Halbleiter-Boom befeuert Stromabsatz

Arizona entwickelt sich zunehmend zu einem Zentrum für Hochtechnologie. Die Ansiedlung großer Chipfabriken und moderner Fertigungsanlagen sorgt für einen sprunghaften Anstieg des Strombedarfs. Bereinigt um Wettereffekte legte der Absatz im Privatkundengeschäft um beachtliche 9,4 Prozent zu.

Um diesen Bedarf zu decken, plant Pinnacle West massive Investitionen in die Infrastruktur. Bis zum Jahr 2035 sollen allein in den Ausbau des Stromnetzes mehr als sechs Milliarden Dollar fließen. Das Management sieht in der aktuellen Entwicklung eine Notwendigkeit, Erzeugung und Verteilung konsequent zu erweitern.

Ausblick und regulatorische Weichenstellungen

Für das Gesamtjahr hält der Vorstand an seiner Prognose fest.

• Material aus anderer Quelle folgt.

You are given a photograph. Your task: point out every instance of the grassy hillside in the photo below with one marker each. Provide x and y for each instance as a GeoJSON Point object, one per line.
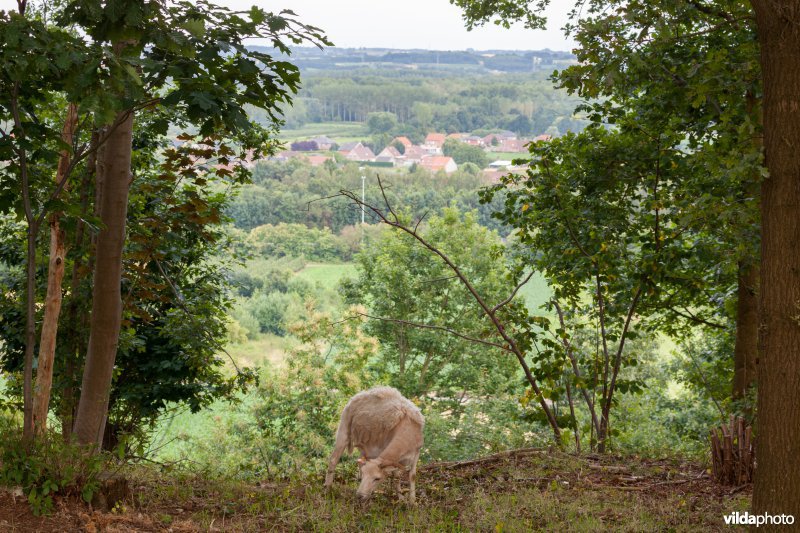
{"type": "Point", "coordinates": [328, 275]}
{"type": "Point", "coordinates": [527, 490]}
{"type": "Point", "coordinates": [339, 131]}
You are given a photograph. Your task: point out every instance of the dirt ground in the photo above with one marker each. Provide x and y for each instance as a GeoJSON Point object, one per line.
{"type": "Point", "coordinates": [607, 491]}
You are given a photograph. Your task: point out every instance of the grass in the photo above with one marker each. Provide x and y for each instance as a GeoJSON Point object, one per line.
{"type": "Point", "coordinates": [508, 156]}
{"type": "Point", "coordinates": [536, 292]}
{"type": "Point", "coordinates": [340, 132]}
{"type": "Point", "coordinates": [267, 350]}
{"type": "Point", "coordinates": [327, 275]}
{"type": "Point", "coordinates": [530, 490]}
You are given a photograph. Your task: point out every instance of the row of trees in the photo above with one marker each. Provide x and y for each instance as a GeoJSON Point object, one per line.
{"type": "Point", "coordinates": [675, 188]}
{"type": "Point", "coordinates": [293, 193]}
{"type": "Point", "coordinates": [136, 215]}
{"type": "Point", "coordinates": [526, 105]}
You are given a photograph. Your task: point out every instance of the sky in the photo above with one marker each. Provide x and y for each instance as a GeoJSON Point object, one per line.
{"type": "Point", "coordinates": [431, 24]}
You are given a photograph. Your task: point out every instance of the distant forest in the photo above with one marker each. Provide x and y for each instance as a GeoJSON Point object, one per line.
{"type": "Point", "coordinates": [436, 91]}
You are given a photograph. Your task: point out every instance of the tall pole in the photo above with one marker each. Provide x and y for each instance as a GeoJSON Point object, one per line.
{"type": "Point", "coordinates": [363, 189]}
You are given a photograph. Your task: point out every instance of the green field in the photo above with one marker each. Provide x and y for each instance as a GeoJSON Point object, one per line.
{"type": "Point", "coordinates": [327, 275]}
{"type": "Point", "coordinates": [535, 292]}
{"type": "Point", "coordinates": [508, 156]}
{"type": "Point", "coordinates": [340, 132]}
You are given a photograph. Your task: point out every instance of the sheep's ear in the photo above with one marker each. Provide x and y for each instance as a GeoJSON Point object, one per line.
{"type": "Point", "coordinates": [391, 467]}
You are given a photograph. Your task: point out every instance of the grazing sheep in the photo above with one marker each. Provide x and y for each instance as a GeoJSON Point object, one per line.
{"type": "Point", "coordinates": [387, 429]}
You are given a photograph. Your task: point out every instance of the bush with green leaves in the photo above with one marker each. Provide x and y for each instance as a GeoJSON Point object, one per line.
{"type": "Point", "coordinates": [47, 467]}
{"type": "Point", "coordinates": [295, 416]}
{"type": "Point", "coordinates": [401, 280]}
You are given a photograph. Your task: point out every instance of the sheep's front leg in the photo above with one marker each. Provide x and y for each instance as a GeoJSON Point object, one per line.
{"type": "Point", "coordinates": [412, 478]}
{"type": "Point", "coordinates": [338, 450]}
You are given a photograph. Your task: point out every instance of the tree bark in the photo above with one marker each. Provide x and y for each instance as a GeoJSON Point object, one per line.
{"type": "Point", "coordinates": [106, 316]}
{"type": "Point", "coordinates": [745, 352]}
{"type": "Point", "coordinates": [777, 477]}
{"type": "Point", "coordinates": [77, 315]}
{"type": "Point", "coordinates": [55, 273]}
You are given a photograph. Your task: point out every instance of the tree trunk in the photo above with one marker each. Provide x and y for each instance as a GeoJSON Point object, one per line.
{"type": "Point", "coordinates": [745, 353]}
{"type": "Point", "coordinates": [777, 483]}
{"type": "Point", "coordinates": [76, 315]}
{"type": "Point", "coordinates": [30, 334]}
{"type": "Point", "coordinates": [106, 315]}
{"type": "Point", "coordinates": [55, 273]}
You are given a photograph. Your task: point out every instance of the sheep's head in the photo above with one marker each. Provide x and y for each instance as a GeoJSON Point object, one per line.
{"type": "Point", "coordinates": [373, 471]}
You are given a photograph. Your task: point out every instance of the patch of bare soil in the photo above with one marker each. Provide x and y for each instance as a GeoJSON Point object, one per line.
{"type": "Point", "coordinates": [200, 506]}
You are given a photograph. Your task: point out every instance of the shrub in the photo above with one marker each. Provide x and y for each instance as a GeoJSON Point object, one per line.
{"type": "Point", "coordinates": [49, 467]}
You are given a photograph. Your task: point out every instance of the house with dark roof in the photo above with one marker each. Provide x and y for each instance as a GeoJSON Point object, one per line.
{"type": "Point", "coordinates": [436, 163]}
{"type": "Point", "coordinates": [392, 155]}
{"type": "Point", "coordinates": [356, 151]}
{"type": "Point", "coordinates": [324, 142]}
{"type": "Point", "coordinates": [434, 142]}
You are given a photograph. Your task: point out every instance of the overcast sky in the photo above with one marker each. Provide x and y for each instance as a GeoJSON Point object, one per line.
{"type": "Point", "coordinates": [432, 24]}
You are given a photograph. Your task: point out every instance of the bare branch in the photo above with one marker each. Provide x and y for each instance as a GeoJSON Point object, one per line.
{"type": "Point", "coordinates": [575, 368]}
{"type": "Point", "coordinates": [514, 292]}
{"type": "Point", "coordinates": [420, 220]}
{"type": "Point", "coordinates": [513, 347]}
{"type": "Point", "coordinates": [618, 356]}
{"type": "Point", "coordinates": [688, 315]}
{"type": "Point", "coordinates": [438, 328]}
{"type": "Point", "coordinates": [182, 304]}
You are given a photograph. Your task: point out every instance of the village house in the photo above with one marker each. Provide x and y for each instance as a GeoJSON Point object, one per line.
{"type": "Point", "coordinates": [414, 154]}
{"type": "Point", "coordinates": [317, 160]}
{"type": "Point", "coordinates": [511, 145]}
{"type": "Point", "coordinates": [324, 142]}
{"type": "Point", "coordinates": [355, 151]}
{"type": "Point", "coordinates": [405, 141]}
{"type": "Point", "coordinates": [392, 155]}
{"type": "Point", "coordinates": [434, 142]}
{"type": "Point", "coordinates": [435, 163]}
{"type": "Point", "coordinates": [473, 140]}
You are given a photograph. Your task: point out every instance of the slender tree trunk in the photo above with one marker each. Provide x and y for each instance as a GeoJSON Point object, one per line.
{"type": "Point", "coordinates": [777, 477]}
{"type": "Point", "coordinates": [76, 313]}
{"type": "Point", "coordinates": [574, 418]}
{"type": "Point", "coordinates": [106, 315]}
{"type": "Point", "coordinates": [30, 333]}
{"type": "Point", "coordinates": [745, 353]}
{"type": "Point", "coordinates": [47, 345]}
{"type": "Point", "coordinates": [30, 284]}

Er erwartet einen Gewinn zwischen 4,55 und 4,75 US-Dollar je Aktie. Zum Jahresende steht zudem eine wichtige Entscheidung über das laufende Tarifverfahren an, das die künftigen Einnahmen maßgeblich beeinflussen könnte.

Im kommenden Jahr 2027 plant das Unternehmen die Lizenzverlängerung für das Kernkraftwerk Palo Verde. Ein erfolgreicher Abschluss würde die Betriebsdauer der Anlage erheblich verlängern und die langfristige Energieversorgung in der Wachstumsregion sichern.